書評日記 第475冊
セックス神話解体新書 小倉千加子
ちくま文庫 ISBNISBN4-480-03085-9

 『男流文学論』の共著のひとり。心理学者である。
 
 そう、本書はユング心理学批判ということになっている。著者が言っているので間違いない。フロイト心理学もユング心理学も実のところは男性のための心理学であることが否めない。男性性・女性性という用語にしろ、まだしも、フロイト心理学のほうが男尊女卑思想から見てフェアであるように思えるふしもある。「男」が切り裂くものであり、「女」が包括するものである、という象徴(シンボルないしメタファー)的な使い方は、じ現実の男女にそのまま置き換えてしまう混乱を持っている。また、ユング心理学が深層心理にある数々の象徴を元にして人間の言動を語っていく以上、男女という二つの項目を対立させる表現の仕方から抜け出すことはできない。ゆえに、自然であろうとすることが、男としての自然体・女としての自然体を求めることとイコールであるならば、一体、現代社会の「文化」とは何か、ということになる。つまり、自然から遠く離れたところに文化的な女性の一個人的な生き方がある、と著者・小倉千加子は言うのである。
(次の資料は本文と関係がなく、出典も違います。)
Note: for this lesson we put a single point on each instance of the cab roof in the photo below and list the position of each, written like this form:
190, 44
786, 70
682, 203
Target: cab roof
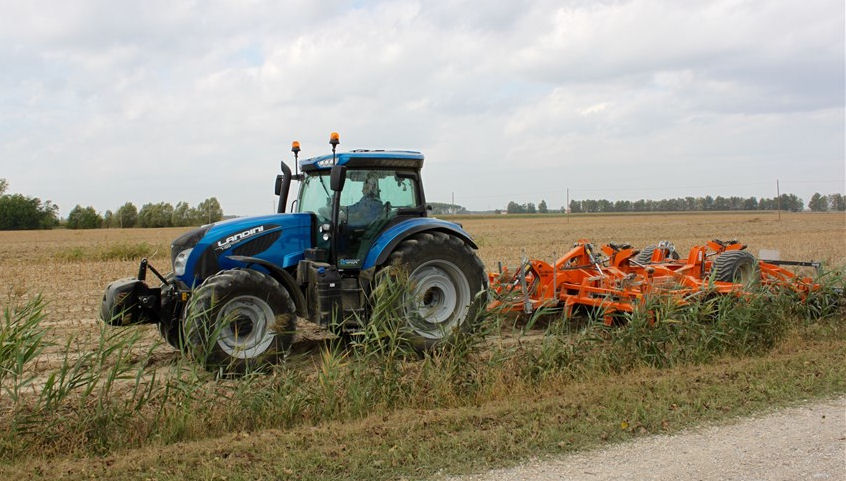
405, 159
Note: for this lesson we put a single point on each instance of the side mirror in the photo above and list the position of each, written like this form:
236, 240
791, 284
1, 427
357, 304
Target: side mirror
338, 177
278, 188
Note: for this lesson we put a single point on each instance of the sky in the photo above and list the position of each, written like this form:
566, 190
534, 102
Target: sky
104, 102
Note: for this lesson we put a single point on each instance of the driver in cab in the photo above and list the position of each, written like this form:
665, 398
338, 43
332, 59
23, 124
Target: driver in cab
370, 206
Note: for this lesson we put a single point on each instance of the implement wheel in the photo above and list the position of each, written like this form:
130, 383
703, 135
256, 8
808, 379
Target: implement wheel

 「性教育のコード」として求められていくものは、男性社会が作って来た不均衡な性幻想をひとつひとつ崩していくことである。通勤電車で広げられるスポーツ新聞には、なぜ女の裸が載っているのか、ということに対して疑問を抱くことにある。これを、じゃあ男の裸も載せればよい、としてしまうのもひとつの方法ではあるのだが、それはスノッブな猥雑さと文化基準との混同であり、事実そのような浅墓な方法は失敗している。問題は別のところにある。そして、決して解決されない部分でもある。解決されないと私は書くのは、個人レベルでは解決でき、社会レベルでは解決されないということを示している。それは、そもそも心理学が西洋の発祥のもので連綿と続いた日本の歴史にそぐわないという理由でもあり、明らかに上野千鶴子らが培って来た社会学者の想像する未来が個人レベルでは成り立ちつつあることを理由にしている。
 そういう歴史的な経緯と現在との相関を小倉千加子は語っている。
 
 小倉千加子は「性欲は本能ではない」とする。性欲を語るのは男性の作った保健体育の教科書で、男性のそれと女性のそれは違うものだ、と意識付けられる。また、いままで女性には性欲があるとは知られていなかったし、それまで女性には性欲が無かった。明治の女性が全くの性処理体であったことと、そう彼女たちが感じていたこと、そして、近年男性の性欲は強くなったために日本の女性が夫が東南アジアに女を買いに行くことを容認すること。東南アジアの女とのセックスは浮気ではないとされ、日本のご近所で求めると不倫になること。つまり、あちこちに出回る「発情装置」に男性も女性も(特に男性の作った発情装置に女性が)躍らされていることを警告する。そして、男性の作った心理学や性科学によって、女性の欲望があるものとして認められ、男性の作った快感曲線により女性は男性よりも快感を得ているものとする。同時に、性欲があることによって子供が絶えないことになり、クリトリスよりもヴァギナの方が感じる、ということになっている。また、騎上位、松葉崩し、鶏姦、などを発明し、一番快感を得られるであろう正常位から離れアクロバット的な体位を作ることによって男性の征服欲を満たし女性が本来持っているとされている服従欲ないし抱擁心を満たす、という理論がまかり通る。
 それらの科学が理論的に正しいかどうかは別として、そういう男性性的な男性が多数を占めることと同時に女性性的な女性を多く作って来た、ことが問題になるのである。大多数はそれで社会的にも人間的にも満足なのだが「社会の縁」に軋轢が出て来る。また、軋轢が情報社会により大きくクローズアップされて各人が何かに気付いてしまう。本来なら気付かない部分に触れたために歪みが増大するのである。
 それすら含めて「文化」だと言い切るのは難しい。だが、言い切るべきだと私は思う。それこそが、象徴的でしかない自然体から遠く離れる唯一の方法だと思う。